I went into this comic wary. I read the description, saw the cover, and I was scared that one of my favorite DC characters was going to get the Marvel treatment (see Secret Empire for reference). I grew up with Dick Grayson. He was the original Boy Wonder, he led the Titan's, struck out on his own, taken on the mantel of Batman, became a super spy, and returned. He has always been the conscience of the Bat family. Which is why seeing him cast in a dictator type roll... scared me.
Here's the thing, it may not seem evident at the beginning, but the story isn't so much about Dick Grayson; it is about his son Jake. I'll start at the beginning.
In 2028 the world changed. We don't really know the details about all of it but we do know that Batman died, Metropolis was destroyed, and Dick Grayson made a decision that forever changed the future of world. He used some kind of weapon. He shot something. The result was that ninety percent of all the meta humans instantly lost all their powers.
Fast forward twelve years and Dick Grayson is the director of an organization called "The Crusaders." Their mission is to make sure that the ten percent of meta humans who still have their powers don't use them. This is accomplished by injecting an "inhibitor" drug into their blood stream that keeps their powers from manifesting. The few that the drug doesn't work on are put in stasis until a permanent option is found.
While this has had a dramatic effect on the United States as a whole, it had an even greater effect on Dick Grayson and his family. Alfred doesn't approve of Dick's actions and his brutal honesty with him underlines the fact that Dick has lost allot of one time friends and allies... including the mother of his son.
Dick's regret runs deep... but so does his conviction. Despite all the bad that has happened: the loss of his family, how his one time close friend Wally West is now a criminal, the Wayne fortune he used to establish his brand of law and order... he still believes it's for the greater good. But his convictions will truly get tested now that his son, like his mother, has super powers.
This didn't turn out to be the jackboot themed comic I was expecting it to be.
I guess I should have known better. If anybody knows how to write for the character of Dick Grayson it's Kyle Higgins. He was spent four years writing Nightwing along with all the other Batman Inc. related content that DC could foist upon him. I haven't always liked the story-lines that Higgins has crafted over the years, but I have always loved his dialogue. It is so genuine. So believable. It is... honest.
That's what makes this comic so good. The dark undertones, the constant questioning of results, the broken relationships: Dick Grayson is clear headed about all of it. Higgins makes the reader want to believe in the justification for Grayson's actions. However as the evidence piles up, the emotional cliffhanger at the end forces the reader to question if Nightwing can be redeemed or if we are headed for an even darker future.

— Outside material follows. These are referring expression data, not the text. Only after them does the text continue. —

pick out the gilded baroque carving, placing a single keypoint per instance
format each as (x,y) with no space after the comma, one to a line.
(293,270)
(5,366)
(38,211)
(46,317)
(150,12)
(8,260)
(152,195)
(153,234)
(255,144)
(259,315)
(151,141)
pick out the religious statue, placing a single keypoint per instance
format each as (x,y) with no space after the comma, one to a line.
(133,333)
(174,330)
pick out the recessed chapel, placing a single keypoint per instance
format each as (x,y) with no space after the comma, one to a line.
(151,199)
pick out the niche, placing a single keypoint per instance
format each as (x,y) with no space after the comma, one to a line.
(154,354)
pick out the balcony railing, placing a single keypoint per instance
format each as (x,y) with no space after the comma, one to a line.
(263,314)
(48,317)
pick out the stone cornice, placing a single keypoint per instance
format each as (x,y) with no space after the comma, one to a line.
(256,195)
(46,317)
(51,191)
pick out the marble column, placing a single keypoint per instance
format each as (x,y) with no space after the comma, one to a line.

DC paring Trevor McCarthy's art back with Higgins' writing makes this comic even more compelling. These two have worked so well together over the years that I am glad to see them get another chance to tell a Nightwing story again. I love seeing the 90's style hair with a touch of gray on Dick. I love how McCarthy manages to capture regret and stoicism in the eyes of our protagonist in adjacent panels. Sometimes a picture is truly worth a thousand words.
Despite all the well earned praise I am heaping on this book, I am still uneasy about the story. I have to tell myself this isn't continuity... it's a "what if" like Mark Miller's Red Son, but I'm still uneasy. Maybe that is the intention of DC. I want this story resolved, even if I might not like the outcome. That's good writing, and good writing is good for sales.